9 thoughts on “Tasting and Genetics”

  1. I’ve read that people develop taste preferences in the womb, as much of the flavor of the mother’s meals is passed to the amniotic fluid. I know that my three boys prefer food that I ate when I was pregnant (different for each kid), and my oldest has the most varied tastes (we lived in the city when I was pregnant with him and I ate takeout of all sorts).

    1. Hey Kim! These sorts of studies produce some very interesting results….one that caught my eye recently was a study that found a correlation between a child’s preference for salt and the degree of morning sickness the mother had! Of course correlation is not causation…so a lot of these sorts of studies need to be taken with a grain of, er…well you know…

      1. Ooh, interesting. What was the correlation? When I’ve had the worst morning sickness, I’ve eaten the saltiest foods (with lots of lemon!). I’m pregnant now and haven’t had as much sickness, and don’t have the same need for salt that I had before (sweets on the other hand — can’t get enough). I am tempted to think this child will have quite the sweet tooth.

        Salt was and is used for preserving food — I wonder if the craving for salt has evolved as protection from food poisoning.

  2. In my family, I cannot taste the ‘delicious’ apple, to me it tastes like cardboard, but blander. My sibs both like them. I do enjoy Granny Smith, Winesap, Macintosh, Rome and others. Golden Delicious taste good to me, but not the Red Delicious. I figured it was genetics. Now I know.

  3. Thanks for the great answers.
    Might it follow, then, that we are making a mistake when we assume that someone who has a strong palate is sophisticated and cultivated, along with the inverse? Could it be that people have no more ability to change their sensitivity to taste than they can their height? (Not that I am defensive about this or anything.)

    1. I think it is a mistake to necessarily associate a “strong palate” (a very sensitive set of buds) with sophistication since anyone can be born with those. However appreciating foods might be another matter, as the evidence shows that palates can be “educated” by repeated exposure to certain tastes. That is, to some extent you can train your taste buds to appreciate foods that you might have considered challenging at first. So there may be something to the idea that “sophisticated” people (defined as those who have steady access to lots of different and/or exoctic foods) might appreciate a wider range of things.

  4. So this is really interesting to me.

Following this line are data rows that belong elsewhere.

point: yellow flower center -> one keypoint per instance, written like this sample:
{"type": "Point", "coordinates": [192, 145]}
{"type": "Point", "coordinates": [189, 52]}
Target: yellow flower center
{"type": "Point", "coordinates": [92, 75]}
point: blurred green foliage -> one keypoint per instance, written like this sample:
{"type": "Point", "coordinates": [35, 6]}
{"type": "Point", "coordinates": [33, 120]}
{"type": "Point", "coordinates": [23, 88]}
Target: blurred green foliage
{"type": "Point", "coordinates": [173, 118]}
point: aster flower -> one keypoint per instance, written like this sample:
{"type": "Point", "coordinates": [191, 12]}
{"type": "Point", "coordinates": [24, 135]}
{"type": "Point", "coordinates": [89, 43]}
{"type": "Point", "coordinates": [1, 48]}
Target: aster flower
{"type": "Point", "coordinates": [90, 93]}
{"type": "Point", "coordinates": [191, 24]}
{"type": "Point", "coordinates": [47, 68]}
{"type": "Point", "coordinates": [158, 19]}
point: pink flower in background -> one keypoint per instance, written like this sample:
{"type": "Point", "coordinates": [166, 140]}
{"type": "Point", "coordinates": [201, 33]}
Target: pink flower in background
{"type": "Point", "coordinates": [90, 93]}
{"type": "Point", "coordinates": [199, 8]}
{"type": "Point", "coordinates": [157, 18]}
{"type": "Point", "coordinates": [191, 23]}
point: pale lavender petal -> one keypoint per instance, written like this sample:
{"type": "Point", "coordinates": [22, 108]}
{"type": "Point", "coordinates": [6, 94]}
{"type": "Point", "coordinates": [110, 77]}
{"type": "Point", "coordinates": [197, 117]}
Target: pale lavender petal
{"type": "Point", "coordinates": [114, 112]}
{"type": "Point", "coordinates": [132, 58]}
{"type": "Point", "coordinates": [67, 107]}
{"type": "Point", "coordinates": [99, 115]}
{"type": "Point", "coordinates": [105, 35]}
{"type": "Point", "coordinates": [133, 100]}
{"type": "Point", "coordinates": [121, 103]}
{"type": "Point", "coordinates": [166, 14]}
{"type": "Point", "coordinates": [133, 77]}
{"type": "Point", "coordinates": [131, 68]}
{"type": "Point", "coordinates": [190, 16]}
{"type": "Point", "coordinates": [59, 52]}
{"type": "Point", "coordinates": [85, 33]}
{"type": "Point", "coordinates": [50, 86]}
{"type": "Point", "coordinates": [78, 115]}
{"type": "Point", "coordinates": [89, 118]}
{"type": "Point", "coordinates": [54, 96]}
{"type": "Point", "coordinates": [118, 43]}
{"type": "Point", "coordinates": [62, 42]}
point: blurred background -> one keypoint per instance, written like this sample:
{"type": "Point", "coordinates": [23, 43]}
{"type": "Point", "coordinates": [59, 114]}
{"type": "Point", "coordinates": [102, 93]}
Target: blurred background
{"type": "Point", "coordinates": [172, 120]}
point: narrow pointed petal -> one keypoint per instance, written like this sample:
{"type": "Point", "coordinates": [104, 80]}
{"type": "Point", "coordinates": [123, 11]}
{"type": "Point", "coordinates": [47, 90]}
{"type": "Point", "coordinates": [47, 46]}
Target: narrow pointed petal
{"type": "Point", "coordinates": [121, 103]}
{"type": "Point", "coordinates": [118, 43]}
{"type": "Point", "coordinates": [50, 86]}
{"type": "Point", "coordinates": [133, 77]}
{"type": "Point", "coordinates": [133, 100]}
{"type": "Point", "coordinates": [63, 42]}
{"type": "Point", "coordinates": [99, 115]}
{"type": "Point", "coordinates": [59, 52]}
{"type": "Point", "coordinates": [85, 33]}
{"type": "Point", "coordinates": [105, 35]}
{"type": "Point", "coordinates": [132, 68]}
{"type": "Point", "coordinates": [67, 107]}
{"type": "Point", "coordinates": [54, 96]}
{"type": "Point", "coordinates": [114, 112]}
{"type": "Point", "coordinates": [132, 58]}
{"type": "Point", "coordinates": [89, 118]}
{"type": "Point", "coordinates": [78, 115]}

My husband and I argue over the “spiciness” of food. For instance, even a whiff of jalepeno is spicy to me. I’m so sensitive he once kissed the back of my neck after eating a jalepeno and I could have believed my neck was on fire. Even the most mild of peppers are “hot” to me. Is this genetics too? or am I just being a “wimp”? (Not that I want to drag you into a spousal argument or anything…)

    1. Spousal argument? What’s that? Must be something that happens on other planets, far away from where I live in total, perfect harmony with Mrs. Pastry every single day of my life.

      But in a hypothetical universe I can image such a scenario. My (mostly uneducated) guess it that you probably are genetically sensitive, possibly a “super taster”, people who are extra-sensitive, especially to sensations in the bitter family. As to the skin irritation, capsaicin, at least as I understand it, mostly affects mucous membranes. I wonder if you might have some sort of allergy. Very interesting, that.